Pembinaan bayt harus dilakukan terhadap setiap orang, baik menikah ataupun tidak menikah. Ada beberapa prinsip dalam pernikahan harus dikenal oleh setiap orang. Misalnya setiap orang harus menghindari jalan yang keji, tidak terbatas hanya orang yang menikah. Jalan yang keji akan menjadikan seseorang berakhlak salah dan menentang kebenaran. Pada dasarnya Rasulullah SAW melarang keras umat islam untuk hidup tanpa menikah, akan tetapi dalam kehidupan nyata kadangkala seseorang kesulitan untuk memperoleh jodohnya baik karena harapan dalam diri salah maupun budaya masyarakat yang salah dan lain-lain. Bila seseorang tidak dapat membentuk bayt, ia harus dibina untuk dapat menyesuaikan diri di antara al-jamaah dengan sebaik-baiknya, membina suatu pribadi yang selaras dengan orang-orang yang meninggikan dan mendzikirkan asma Allah tidak menjadi penentang atau penghalang bagi mereka. Penentangan terhadap orang-orang yang berusaha untuk meninggikan asma Allah dan mendzikirkan-Nya akan mendatangkan kerusakan yang sangat besar terhadap umat manusia. Manakala seseorang memperoleh jalan dalam membina bayt untuk meninggikan dan mendzikirkan asma Allah, ia harus mensyukuri dengan sebaik-baiknya hingga terbentuknya bayt yang diijinkan Allah untuk itu.

Pembinaan bayt menjadi kunci pemakmuran bumi sesuai dengan kehendak Allah.
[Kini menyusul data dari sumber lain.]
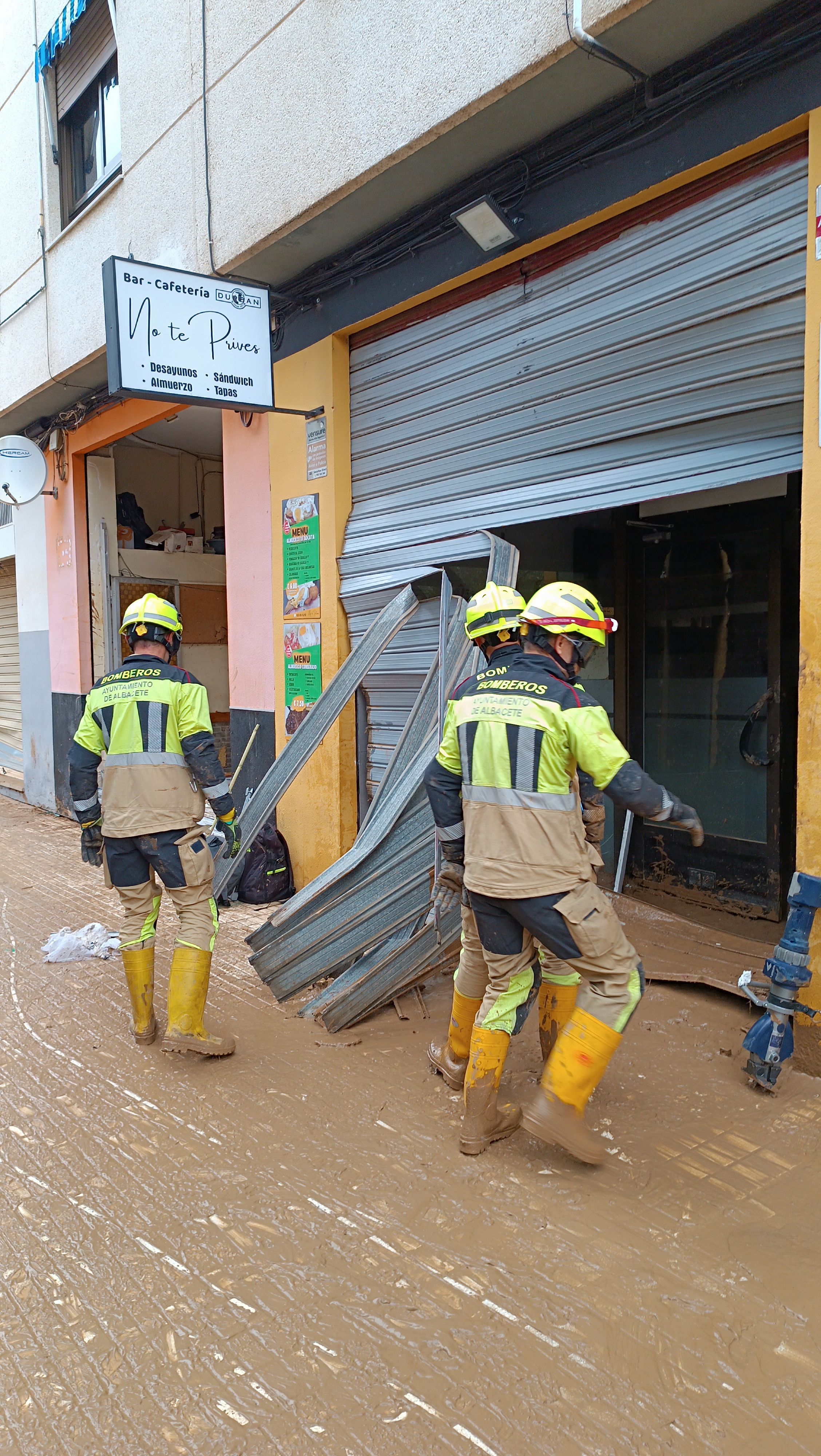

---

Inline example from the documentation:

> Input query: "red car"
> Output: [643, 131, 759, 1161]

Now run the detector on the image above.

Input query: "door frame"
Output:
[623, 486, 801, 920]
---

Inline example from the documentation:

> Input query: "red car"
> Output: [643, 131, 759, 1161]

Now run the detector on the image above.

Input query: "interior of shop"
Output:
[440, 476, 801, 920]
[86, 406, 230, 772]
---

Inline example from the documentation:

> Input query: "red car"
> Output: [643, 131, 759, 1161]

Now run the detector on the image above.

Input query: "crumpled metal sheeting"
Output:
[247, 598, 470, 984]
[252, 788, 434, 1000]
[214, 587, 419, 897]
[297, 920, 421, 1021]
[246, 751, 434, 964]
[300, 904, 461, 1031]
[247, 536, 518, 1029]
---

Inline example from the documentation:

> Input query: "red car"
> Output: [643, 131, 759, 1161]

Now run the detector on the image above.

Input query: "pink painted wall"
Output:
[223, 409, 274, 712]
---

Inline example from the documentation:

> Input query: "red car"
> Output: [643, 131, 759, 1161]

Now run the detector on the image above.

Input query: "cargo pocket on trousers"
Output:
[176, 834, 214, 887]
[553, 884, 622, 960]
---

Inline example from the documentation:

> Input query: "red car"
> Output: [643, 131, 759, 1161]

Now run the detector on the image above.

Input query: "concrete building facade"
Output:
[0, 0, 821, 1059]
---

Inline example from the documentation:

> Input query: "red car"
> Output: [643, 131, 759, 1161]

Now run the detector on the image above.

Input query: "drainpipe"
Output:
[565, 0, 702, 109]
[565, 0, 651, 92]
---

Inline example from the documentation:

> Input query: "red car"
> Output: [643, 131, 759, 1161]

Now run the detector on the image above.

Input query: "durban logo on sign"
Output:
[214, 288, 261, 309]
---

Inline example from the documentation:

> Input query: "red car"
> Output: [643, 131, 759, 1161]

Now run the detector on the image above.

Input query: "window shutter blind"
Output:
[346, 141, 806, 794]
[57, 0, 116, 121]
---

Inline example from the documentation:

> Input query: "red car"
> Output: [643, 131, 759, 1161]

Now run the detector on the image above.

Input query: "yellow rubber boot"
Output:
[121, 945, 157, 1047]
[459, 1026, 521, 1155]
[539, 971, 579, 1063]
[163, 945, 236, 1057]
[521, 1009, 622, 1163]
[428, 987, 482, 1092]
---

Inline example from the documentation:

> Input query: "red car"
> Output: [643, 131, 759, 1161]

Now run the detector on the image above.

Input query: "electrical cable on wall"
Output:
[202, 0, 217, 274]
[263, 0, 821, 352]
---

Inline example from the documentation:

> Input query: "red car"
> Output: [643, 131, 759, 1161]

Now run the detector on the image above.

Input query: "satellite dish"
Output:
[0, 435, 48, 505]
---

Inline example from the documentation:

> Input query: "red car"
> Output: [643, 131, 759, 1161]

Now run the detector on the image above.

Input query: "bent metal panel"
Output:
[103, 258, 274, 409]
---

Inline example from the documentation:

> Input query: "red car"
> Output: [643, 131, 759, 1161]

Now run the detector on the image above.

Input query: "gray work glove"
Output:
[80, 820, 102, 868]
[651, 788, 705, 849]
[431, 859, 464, 910]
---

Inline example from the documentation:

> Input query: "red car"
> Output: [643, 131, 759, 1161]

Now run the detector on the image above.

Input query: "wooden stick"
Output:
[229, 724, 259, 791]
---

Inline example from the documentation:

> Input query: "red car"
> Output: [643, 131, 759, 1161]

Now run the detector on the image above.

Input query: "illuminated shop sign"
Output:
[103, 258, 274, 409]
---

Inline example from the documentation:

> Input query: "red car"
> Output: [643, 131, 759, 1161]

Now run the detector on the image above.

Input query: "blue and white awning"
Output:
[35, 0, 86, 82]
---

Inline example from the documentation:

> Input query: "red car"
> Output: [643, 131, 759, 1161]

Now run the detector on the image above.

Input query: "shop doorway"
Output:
[624, 483, 798, 920]
[86, 406, 231, 773]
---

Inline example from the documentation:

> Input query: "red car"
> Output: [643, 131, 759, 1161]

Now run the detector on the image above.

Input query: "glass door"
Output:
[630, 501, 790, 919]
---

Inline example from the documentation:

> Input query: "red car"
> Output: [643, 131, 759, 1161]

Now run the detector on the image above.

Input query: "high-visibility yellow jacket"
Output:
[68, 654, 233, 839]
[425, 644, 664, 898]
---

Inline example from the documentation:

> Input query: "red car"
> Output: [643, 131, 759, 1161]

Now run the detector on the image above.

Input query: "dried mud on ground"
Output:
[0, 799, 821, 1456]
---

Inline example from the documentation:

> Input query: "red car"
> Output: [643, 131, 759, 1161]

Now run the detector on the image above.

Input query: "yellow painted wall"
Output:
[268, 338, 357, 888]
[795, 109, 821, 1076]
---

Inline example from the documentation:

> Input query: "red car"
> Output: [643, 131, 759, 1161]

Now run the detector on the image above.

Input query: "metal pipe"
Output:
[565, 0, 651, 86]
[613, 810, 635, 895]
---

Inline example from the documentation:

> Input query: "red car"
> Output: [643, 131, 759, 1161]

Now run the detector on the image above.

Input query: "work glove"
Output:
[649, 788, 705, 849]
[80, 818, 102, 868]
[431, 859, 464, 910]
[217, 810, 242, 859]
[668, 799, 705, 849]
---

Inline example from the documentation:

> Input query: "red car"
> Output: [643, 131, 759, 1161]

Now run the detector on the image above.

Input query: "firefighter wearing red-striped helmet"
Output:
[425, 581, 703, 1163]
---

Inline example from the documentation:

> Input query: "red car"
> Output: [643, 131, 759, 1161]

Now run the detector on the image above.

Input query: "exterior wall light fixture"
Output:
[450, 195, 518, 253]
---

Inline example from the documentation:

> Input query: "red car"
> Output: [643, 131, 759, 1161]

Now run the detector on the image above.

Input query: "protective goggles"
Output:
[565, 632, 601, 667]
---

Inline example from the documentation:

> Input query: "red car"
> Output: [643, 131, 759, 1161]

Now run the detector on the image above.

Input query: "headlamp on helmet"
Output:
[464, 581, 524, 642]
[521, 581, 619, 667]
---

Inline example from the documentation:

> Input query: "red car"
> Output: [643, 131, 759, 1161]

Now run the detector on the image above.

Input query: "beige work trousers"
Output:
[469, 881, 642, 1032]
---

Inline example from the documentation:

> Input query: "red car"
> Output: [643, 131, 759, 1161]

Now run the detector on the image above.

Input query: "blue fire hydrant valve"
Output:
[742, 871, 821, 1092]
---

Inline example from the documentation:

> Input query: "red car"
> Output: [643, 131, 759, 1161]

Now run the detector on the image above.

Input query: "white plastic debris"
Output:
[41, 920, 119, 961]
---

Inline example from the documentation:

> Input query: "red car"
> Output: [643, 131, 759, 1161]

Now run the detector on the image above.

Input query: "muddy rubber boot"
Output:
[428, 987, 482, 1092]
[119, 945, 157, 1047]
[521, 1009, 622, 1163]
[459, 1026, 521, 1156]
[539, 962, 579, 1069]
[163, 945, 236, 1057]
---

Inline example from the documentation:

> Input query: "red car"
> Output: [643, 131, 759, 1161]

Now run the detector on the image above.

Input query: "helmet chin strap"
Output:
[525, 626, 581, 678]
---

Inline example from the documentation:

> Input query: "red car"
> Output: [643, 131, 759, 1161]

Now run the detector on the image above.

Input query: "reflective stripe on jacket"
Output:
[68, 654, 233, 839]
[425, 645, 629, 898]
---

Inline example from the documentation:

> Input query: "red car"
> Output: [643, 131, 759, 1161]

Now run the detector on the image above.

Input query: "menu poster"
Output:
[282, 495, 320, 622]
[282, 622, 322, 738]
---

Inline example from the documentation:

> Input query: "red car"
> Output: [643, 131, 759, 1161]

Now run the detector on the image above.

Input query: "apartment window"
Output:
[61, 55, 119, 218]
[55, 0, 121, 223]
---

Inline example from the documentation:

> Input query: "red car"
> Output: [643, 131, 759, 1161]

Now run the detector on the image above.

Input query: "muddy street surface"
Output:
[0, 799, 821, 1456]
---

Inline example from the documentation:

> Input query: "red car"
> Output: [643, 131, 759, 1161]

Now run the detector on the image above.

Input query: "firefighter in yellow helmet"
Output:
[428, 581, 539, 1092]
[428, 582, 594, 1092]
[425, 582, 703, 1163]
[68, 593, 240, 1057]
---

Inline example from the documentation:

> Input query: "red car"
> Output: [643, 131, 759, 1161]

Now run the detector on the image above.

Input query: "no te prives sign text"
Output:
[122, 272, 259, 360]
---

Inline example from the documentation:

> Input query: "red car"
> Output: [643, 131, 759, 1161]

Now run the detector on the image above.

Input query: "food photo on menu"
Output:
[284, 581, 319, 617]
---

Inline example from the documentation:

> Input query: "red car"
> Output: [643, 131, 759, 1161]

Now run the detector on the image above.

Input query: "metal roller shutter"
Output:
[55, 0, 116, 121]
[0, 561, 23, 773]
[346, 143, 806, 782]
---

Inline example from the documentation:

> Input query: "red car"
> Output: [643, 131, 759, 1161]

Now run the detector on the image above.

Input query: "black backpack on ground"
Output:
[237, 815, 294, 906]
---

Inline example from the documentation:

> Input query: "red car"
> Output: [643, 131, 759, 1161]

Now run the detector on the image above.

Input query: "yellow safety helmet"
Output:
[119, 591, 182, 657]
[464, 581, 524, 642]
[521, 581, 619, 664]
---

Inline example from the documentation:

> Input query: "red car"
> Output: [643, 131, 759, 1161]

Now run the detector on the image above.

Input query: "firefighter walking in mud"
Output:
[425, 582, 703, 1163]
[428, 581, 604, 1092]
[68, 593, 240, 1057]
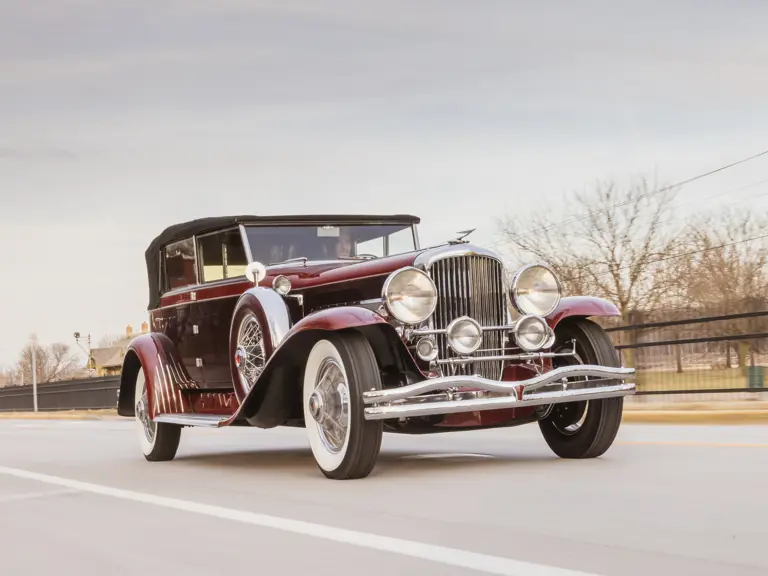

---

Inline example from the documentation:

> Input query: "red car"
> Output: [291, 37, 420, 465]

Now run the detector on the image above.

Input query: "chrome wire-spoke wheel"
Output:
[235, 313, 265, 391]
[134, 368, 181, 462]
[308, 358, 349, 454]
[302, 333, 383, 480]
[136, 381, 157, 444]
[539, 318, 624, 458]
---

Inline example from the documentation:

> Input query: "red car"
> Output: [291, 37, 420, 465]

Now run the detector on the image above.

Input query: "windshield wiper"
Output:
[267, 256, 307, 266]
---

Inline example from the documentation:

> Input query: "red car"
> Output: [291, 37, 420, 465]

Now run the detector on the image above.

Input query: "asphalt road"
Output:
[0, 420, 768, 576]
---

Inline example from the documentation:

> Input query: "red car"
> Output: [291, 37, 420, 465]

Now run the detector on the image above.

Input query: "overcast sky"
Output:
[0, 0, 768, 365]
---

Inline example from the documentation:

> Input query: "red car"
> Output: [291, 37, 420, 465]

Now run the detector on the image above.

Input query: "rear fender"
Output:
[238, 306, 421, 428]
[117, 332, 199, 418]
[546, 296, 621, 330]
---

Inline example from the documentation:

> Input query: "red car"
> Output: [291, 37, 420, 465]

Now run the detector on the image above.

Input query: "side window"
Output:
[197, 229, 248, 282]
[164, 238, 197, 290]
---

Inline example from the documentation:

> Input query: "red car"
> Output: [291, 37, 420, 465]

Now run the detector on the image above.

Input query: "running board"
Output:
[152, 414, 232, 428]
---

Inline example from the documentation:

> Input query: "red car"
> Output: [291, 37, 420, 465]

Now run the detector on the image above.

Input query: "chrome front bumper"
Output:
[363, 364, 635, 420]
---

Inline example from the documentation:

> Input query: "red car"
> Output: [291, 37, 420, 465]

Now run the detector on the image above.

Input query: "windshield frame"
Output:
[240, 219, 421, 266]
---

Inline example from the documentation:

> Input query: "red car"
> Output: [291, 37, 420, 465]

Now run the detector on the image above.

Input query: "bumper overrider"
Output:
[363, 364, 635, 420]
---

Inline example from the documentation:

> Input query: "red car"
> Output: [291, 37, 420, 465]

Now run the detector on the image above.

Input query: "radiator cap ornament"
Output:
[245, 262, 267, 285]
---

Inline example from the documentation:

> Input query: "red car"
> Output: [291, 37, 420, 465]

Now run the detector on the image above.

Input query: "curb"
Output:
[622, 410, 768, 425]
[0, 410, 118, 420]
[0, 409, 768, 425]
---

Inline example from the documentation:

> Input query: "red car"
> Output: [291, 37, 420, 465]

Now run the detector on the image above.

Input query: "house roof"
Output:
[91, 346, 123, 368]
[144, 214, 421, 310]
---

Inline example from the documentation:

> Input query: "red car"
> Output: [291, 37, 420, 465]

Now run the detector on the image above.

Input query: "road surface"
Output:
[0, 420, 768, 576]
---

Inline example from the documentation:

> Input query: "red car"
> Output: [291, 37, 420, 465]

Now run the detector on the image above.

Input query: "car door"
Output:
[158, 238, 205, 384]
[196, 227, 250, 391]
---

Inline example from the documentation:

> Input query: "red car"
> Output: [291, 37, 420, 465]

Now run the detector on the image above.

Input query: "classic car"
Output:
[118, 215, 635, 479]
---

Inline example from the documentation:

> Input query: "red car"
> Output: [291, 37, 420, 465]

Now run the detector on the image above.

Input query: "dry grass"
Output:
[636, 368, 768, 392]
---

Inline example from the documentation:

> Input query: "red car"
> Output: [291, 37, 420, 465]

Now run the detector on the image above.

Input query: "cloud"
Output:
[0, 146, 78, 161]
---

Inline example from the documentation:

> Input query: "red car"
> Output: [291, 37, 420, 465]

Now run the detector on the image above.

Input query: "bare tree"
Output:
[686, 208, 768, 368]
[500, 178, 681, 365]
[501, 179, 682, 321]
[17, 335, 79, 383]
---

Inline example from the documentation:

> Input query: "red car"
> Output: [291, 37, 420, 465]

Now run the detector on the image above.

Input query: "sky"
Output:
[0, 0, 768, 366]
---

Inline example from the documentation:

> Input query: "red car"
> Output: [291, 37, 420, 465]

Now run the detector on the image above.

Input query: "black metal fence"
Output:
[606, 302, 768, 395]
[0, 376, 120, 412]
[0, 300, 768, 412]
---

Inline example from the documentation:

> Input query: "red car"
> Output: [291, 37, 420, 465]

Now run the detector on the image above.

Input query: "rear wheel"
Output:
[539, 319, 624, 458]
[134, 367, 181, 462]
[302, 334, 383, 480]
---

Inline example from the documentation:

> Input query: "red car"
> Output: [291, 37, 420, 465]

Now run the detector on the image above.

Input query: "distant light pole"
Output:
[75, 332, 95, 375]
[32, 344, 37, 412]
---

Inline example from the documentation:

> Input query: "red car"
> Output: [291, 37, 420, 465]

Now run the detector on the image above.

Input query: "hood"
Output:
[259, 250, 423, 292]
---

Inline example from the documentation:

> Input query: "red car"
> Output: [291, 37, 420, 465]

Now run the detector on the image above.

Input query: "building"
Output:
[89, 322, 149, 376]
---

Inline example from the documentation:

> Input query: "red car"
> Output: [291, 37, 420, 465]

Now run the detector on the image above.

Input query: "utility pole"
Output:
[32, 344, 37, 412]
Kaum laki-laki hendaknya membentuk diri sebagai misykat cahaya yang membentuk bayangan cahaya Allah, dan kaum perempuan berperan melahirkan ke alam dunia bayangan cahaya Allah yang terbentuk pada diri suaminya. Dengan jalan demikian, pemakmuran bumi mengikuti kehendak Allah akan terwujud.